The Troublemakers
THE TROUBLEMAKERS

By GEORGE O. SMITH

Illustrated by DICK FRANCIS

[Transcriber's Note: This etext was produced from Galaxy Magazine April 1960. Extensive research did not uncover any evidence that the U.S. copyright on this publication was renewed.]

What did Genetics and Hansen's Folly have in common? Why, everything ... Genetics was statistical and Hansen's Folly impossible!

I

The living room reflected wealth, position, good taste. In size it was a full ten feet by fourteen, with nearly an eight-foot ceiling. Light was furnished by glow panels precisely balanced in color to produce light's most flattering tint for the woman who sat in a delicate chair of authentic, golden-veined blackwood.

The chair itself must have cost a fortune to ship from Tau Ceti Five. It was an ostentation in the eyes of the visitor, who viewed it as evidence of a self-indulgent attitude that would certainly make his job more difficult.

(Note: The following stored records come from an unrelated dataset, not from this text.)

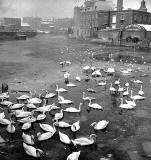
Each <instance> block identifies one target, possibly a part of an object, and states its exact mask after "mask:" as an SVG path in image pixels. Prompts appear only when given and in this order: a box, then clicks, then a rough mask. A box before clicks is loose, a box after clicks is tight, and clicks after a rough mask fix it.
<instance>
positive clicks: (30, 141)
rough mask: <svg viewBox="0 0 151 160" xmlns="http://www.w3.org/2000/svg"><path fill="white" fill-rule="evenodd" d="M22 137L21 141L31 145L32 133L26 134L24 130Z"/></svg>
mask: <svg viewBox="0 0 151 160" xmlns="http://www.w3.org/2000/svg"><path fill="white" fill-rule="evenodd" d="M22 138H23V141H24V142H25V143H26V144H29V145H33V144H34V135H31V136H30V135H28V134H25V133H24V132H23V133H22Z"/></svg>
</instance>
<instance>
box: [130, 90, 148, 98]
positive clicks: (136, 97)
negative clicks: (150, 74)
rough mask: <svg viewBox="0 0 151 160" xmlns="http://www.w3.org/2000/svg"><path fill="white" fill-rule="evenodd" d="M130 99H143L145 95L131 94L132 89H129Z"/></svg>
mask: <svg viewBox="0 0 151 160" xmlns="http://www.w3.org/2000/svg"><path fill="white" fill-rule="evenodd" d="M130 98H131V99H135V100H144V99H145V98H146V97H143V96H140V95H135V96H133V91H132V90H131V96H130Z"/></svg>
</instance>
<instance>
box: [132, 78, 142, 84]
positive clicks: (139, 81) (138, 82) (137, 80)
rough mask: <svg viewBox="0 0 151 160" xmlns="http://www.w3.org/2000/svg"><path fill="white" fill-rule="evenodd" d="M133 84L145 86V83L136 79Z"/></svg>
mask: <svg viewBox="0 0 151 160" xmlns="http://www.w3.org/2000/svg"><path fill="white" fill-rule="evenodd" d="M133 82H134V83H137V84H143V82H142V81H140V80H135V79H134V80H133Z"/></svg>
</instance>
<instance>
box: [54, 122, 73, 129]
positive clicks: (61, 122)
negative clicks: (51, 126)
mask: <svg viewBox="0 0 151 160" xmlns="http://www.w3.org/2000/svg"><path fill="white" fill-rule="evenodd" d="M54 124H55V125H56V126H58V127H61V128H68V127H71V125H70V124H69V123H67V122H64V121H56V122H55V123H54Z"/></svg>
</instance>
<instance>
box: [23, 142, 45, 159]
mask: <svg viewBox="0 0 151 160" xmlns="http://www.w3.org/2000/svg"><path fill="white" fill-rule="evenodd" d="M23 148H24V150H25V152H26V154H28V155H29V156H32V157H35V158H38V157H40V156H41V154H43V151H42V150H41V149H36V148H35V147H33V146H30V145H27V144H25V143H23Z"/></svg>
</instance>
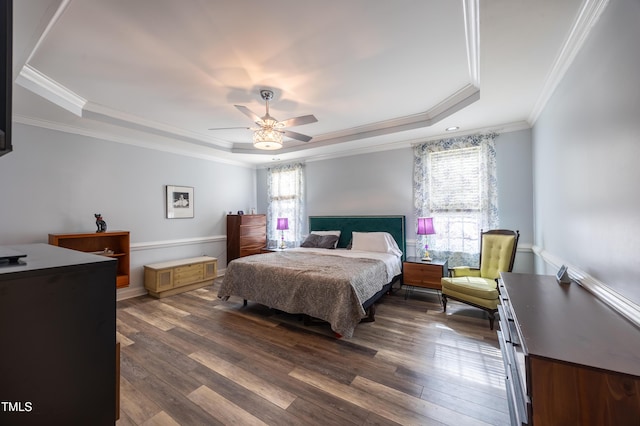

The air in the room was fresh and very faintly aromatic, pleasing. It came draftlessly refreshed at a temperature of seventy-six degrees and a relative humidity of fifty per cent and permitted the entry of no more than one foreign particle (dust) per cubic foot.

The coffee table was another ostentation, but for a different reason than the imported chair of blackwood. The coffee table was of mahogany—terrestrial mahogany—and therefore either antique, heirloom, or both, and in any combination of cases it was priceless. It gave the visitor some dark pleasure to sit before it with his comparison microscope parked on the polished mahogany surface, with the ease of one who always parked his tools on tables and stands made of treasure woods.

There were four persons. Paul Hanford swirled brandy in a snifter with a series of nervous gestures. Mrs. Hanford sat in the blackwood chair unhappily, despite the flattering glow of the wall-panels. Their daughter, Gloria, sat in such a way as to distract the visitor by presenting a target that his eyes could not avoid. Try as he would, his gaze kept straying to the slender, exposed bare ankle and the delicate, high-arched foot visible beneath the hem of the girl's dress.